Aratz es consciente de que la manera óptima para lograr esparcir un deporte todavía minoritario es mediante el ejemplo positivo. Por ello, en los últimos meses, el basauritarra ha copado algún programa distendido de cocina en la pequeña pantalla. ¿Le quitará el sitio a Arguiñano? «No para nada», se ríe. «De hecho, soy un desastre cocinando. Mi cocina es muy básica, pero siempre que me llaman de un programa sea para lo que sea, me gusta ir para abrir el conocimiento de las MMA e intentar ser buena imagen, porque la cabeza visible es la que marca la credibilidad», razona.

Gestos como el de Cristiano Ronaldo, fotografiándose junto a los campeones de UFC como Khabib Nurmagomedov o Conor McGregor han ayudado a salir a la palestra a esta disciplina. «Es una buena forma de difundirlas. Pero luego son los propios luchadores "top" los que en función del comportamiento que reflejen la gente lo va a relacionar con este deporte. Si Caín Velásquez (excampeón de UFC) se pone a hacer el macarra, la gente que le sigue, va a pensar que todos somos así. Lo mejores luchadores y más mediáticos son los que tienen que vender el deporte como algo educativo y espectacular», incide.

Entre los planes de Aratz no figura el de alejarse de los gimnasios. Toda una vida vinculado a las artes marciales le ha permitido obtener unos conocimientos que ha de transmitir a los próximos discípulos.
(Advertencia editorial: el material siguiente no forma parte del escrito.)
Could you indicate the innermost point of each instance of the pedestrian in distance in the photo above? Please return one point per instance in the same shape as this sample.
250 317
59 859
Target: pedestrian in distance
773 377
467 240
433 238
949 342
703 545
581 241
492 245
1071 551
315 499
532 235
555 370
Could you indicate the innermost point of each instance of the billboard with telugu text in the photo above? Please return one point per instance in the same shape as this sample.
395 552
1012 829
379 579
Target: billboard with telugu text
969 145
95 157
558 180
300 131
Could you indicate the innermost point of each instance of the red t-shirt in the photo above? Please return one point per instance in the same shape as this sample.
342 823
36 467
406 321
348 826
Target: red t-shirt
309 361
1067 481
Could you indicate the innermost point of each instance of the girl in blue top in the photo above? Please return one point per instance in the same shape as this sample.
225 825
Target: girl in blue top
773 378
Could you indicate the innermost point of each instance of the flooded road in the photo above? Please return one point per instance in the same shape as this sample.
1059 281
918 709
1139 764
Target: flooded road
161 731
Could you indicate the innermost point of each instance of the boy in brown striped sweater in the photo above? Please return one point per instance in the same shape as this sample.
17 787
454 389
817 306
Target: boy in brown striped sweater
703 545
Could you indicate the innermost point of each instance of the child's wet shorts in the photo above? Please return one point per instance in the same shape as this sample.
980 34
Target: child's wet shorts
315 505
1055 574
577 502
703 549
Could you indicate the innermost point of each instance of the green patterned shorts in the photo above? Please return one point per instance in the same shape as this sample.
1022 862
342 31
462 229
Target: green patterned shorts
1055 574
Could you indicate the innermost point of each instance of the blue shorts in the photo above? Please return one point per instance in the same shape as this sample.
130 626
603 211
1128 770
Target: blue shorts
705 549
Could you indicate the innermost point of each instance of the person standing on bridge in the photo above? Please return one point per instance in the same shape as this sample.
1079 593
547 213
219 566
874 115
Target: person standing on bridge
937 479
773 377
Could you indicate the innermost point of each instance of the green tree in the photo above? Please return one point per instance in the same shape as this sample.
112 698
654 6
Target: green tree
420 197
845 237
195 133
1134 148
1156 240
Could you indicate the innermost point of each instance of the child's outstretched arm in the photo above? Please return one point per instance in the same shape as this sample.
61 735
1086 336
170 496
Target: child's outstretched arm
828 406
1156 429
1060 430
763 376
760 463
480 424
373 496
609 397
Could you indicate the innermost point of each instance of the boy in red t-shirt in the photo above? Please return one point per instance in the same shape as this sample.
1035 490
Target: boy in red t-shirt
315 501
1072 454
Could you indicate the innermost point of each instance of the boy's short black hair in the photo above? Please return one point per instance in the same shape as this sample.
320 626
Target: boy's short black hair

Aunque todavía no es el momento de ver los combates al otro lado de la reja. «De momento tengo en la cabeza pelear todo lo que pueda porque el día de mañana me gustaría ser entrenador y para eso necesito acumular muchas experiencias. Tengo 36 años y entiendo que dentro de no mucho tendré que dejar de pelear y sí me gustaría ser entrenador tanto de MMA como de kickboxing». Todavía le queda batería y la batalla continúa, siempre tratando de seguir a rajatabla los valores marciales que trata de regalar a sus alumnos. Un peleador didáctico. Un docente luchador.